ACTIVITY	IMMEDIATE PREDECES SORS	OPTI MISTIC TIME	MOST PROBABLE TIME	PESSI MISTIC TIME	EXPECTED TIME	VARIANCE
A	-	1	2	9	3	1.78
B	A	57	58	71	60	5.44
C	A	3	4	11	5	1.78
D	A	5	15	25	15	11.11
E	B	5	6	7	6	0.11
F	D	37	39	47	40	2.78
G	C , E	9	10	11	10	0.11
H	F	3	7	11	7	1.78
I	G	4	5	12	6	1.78
J	H , I	10	12	14	12	0.44

The last two columns are computations necessary to analyze the uncertainty and to conduct Project Scheduling Step 10 Probability Analysis.

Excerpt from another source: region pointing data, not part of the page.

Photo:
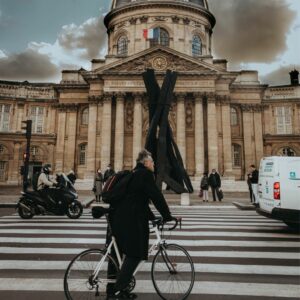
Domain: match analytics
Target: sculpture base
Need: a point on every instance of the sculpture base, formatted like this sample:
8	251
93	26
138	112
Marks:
185	199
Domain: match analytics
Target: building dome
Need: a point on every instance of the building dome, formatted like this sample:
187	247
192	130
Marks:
118	3
136	25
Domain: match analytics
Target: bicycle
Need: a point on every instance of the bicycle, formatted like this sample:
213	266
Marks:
172	270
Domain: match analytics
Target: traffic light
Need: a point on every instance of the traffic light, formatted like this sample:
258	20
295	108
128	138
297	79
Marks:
27	128
22	170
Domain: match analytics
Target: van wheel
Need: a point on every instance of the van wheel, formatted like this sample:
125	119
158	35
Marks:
294	226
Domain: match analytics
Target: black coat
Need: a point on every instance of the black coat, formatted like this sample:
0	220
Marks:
254	177
108	173
130	220
214	180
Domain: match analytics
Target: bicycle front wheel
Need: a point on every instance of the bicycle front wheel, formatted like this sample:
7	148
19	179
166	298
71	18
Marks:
81	282
173	272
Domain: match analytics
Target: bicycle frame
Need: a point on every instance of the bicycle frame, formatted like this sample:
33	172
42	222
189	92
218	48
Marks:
113	245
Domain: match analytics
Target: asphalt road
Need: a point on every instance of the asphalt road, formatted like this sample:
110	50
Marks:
237	254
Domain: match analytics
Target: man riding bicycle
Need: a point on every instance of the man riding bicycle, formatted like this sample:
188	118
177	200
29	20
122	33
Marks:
130	222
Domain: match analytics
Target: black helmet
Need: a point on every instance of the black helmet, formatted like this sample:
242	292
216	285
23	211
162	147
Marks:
47	168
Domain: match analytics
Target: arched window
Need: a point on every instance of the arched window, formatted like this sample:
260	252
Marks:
85	117
233	116
122	46
236	155
34	150
4	117
2	149
287	151
196	46
160	37
2	170
82	154
37	117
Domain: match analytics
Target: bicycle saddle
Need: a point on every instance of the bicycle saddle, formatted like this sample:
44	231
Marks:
99	211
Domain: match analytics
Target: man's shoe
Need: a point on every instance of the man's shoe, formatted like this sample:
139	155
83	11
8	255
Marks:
123	295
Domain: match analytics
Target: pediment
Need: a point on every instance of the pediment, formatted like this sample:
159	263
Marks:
160	59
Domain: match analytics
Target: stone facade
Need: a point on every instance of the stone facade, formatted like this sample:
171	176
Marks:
221	119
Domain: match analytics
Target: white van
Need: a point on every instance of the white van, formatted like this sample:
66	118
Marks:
279	189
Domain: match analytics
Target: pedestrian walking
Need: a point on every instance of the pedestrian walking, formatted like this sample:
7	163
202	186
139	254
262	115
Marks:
204	187
98	182
72	177
249	186
130	222
253	176
108	172
214	181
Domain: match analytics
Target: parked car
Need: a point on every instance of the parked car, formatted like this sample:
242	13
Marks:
279	189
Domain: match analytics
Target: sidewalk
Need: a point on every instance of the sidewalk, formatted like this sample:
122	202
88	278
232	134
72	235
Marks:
11	195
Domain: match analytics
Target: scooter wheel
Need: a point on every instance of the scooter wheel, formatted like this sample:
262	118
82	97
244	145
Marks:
23	212
74	210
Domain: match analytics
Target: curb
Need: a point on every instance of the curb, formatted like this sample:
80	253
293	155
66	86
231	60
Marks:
8	205
242	206
88	203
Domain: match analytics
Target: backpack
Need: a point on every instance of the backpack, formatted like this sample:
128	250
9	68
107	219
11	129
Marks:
115	187
34	181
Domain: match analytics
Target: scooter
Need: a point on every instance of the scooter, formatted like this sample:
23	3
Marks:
59	201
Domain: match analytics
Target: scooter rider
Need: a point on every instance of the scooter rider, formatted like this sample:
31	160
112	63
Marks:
44	180
44	183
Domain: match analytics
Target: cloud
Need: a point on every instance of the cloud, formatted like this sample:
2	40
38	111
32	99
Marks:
28	65
251	30
280	76
74	48
89	37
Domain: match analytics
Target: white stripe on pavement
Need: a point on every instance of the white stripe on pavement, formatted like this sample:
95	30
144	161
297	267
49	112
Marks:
98	225
146	286
174	233
201	268
101	241
198	254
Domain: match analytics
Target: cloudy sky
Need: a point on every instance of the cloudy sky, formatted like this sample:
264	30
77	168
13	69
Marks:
39	38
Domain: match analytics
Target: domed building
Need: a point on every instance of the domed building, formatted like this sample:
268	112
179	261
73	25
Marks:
221	119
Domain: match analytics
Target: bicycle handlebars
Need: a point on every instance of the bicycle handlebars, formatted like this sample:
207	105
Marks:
159	222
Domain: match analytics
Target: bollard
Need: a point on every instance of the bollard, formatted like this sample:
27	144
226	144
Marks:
185	199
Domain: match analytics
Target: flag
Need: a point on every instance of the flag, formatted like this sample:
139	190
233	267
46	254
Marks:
151	33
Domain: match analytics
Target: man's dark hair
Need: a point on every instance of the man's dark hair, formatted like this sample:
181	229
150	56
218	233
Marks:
143	155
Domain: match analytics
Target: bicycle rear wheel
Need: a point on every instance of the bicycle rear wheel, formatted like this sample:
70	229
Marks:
173	272
79	280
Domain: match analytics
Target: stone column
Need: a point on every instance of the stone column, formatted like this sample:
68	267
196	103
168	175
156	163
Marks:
14	121
106	131
91	149
119	133
199	135
137	127
259	145
227	142
296	121
60	143
247	132
212	132
14	176
181	125
71	143
20	115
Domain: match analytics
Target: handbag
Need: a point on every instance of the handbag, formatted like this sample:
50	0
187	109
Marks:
220	194
200	193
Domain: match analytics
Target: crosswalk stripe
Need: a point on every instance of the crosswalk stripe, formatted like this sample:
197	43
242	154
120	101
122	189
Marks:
175	233
146	286
201	268
233	254
101	241
227	240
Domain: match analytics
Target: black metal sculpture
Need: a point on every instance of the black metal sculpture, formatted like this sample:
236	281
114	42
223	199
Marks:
160	140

The Expected Time for an activity is its weighted average. The formula is:

Expected Time = (Optimistic + 4*Most Likely + Pessimistic) / 6

Note that we divide by six to get the average since we weight the most likely value by 4, resulting in six numbers in the numerator. The expected time for Activity A is:

Expected Time_A = (1 + 4*2 + 9) / 6 = 3

To compute the variance, we use the formula:

Variance = [ ( Pessimistic - Optimistic) / 6 ] ²

Why do we divide the numerator by six? Well, the Beta Distribution has many of the same properties as the Normal Distribution. Recall from statistics that about all of the data in a distribution lies in the area of the mean +/- 3 standard deviations. That means there are six standard deviations from the lowest to the highest number - thus we divide the range by six to estimate the standard deviation, then square it to get the variance. Slick, huh!!

The variance for Activity A is:

Variance_A = [ (9 - 1 ) / 6 ]² = 1.78

The expected time for the project is the sum of the expected times for activities on the critical path, in this case, 97 weeks. The variance of the project completion time is the sum of the variances of the activities on the critical path. Thus, the variance for this project completion time is the sum of the variances for Activities A, B, E, G, I and J = 1.78 + 5.44 + 1.78 + 11.11 + 0.11 + 2.78 + 0.11 + 1.78 + 1.78 + 0.44 = 9.67. Note carefully that we do not include the variances for activities that have slack as those activities do not impact the project completion time (more on this a bit later). To get the standard deviation for project completion time, we take the square root of the variance:

Standard Deviation_Project = Square Root (9.67) =

3.1 or about 3 weeks

It can be shown (not in this course but a mathematically based statistics course) that the distribution of project completion times (not activity completion times), which is made up of beta distributed activity times, is normal.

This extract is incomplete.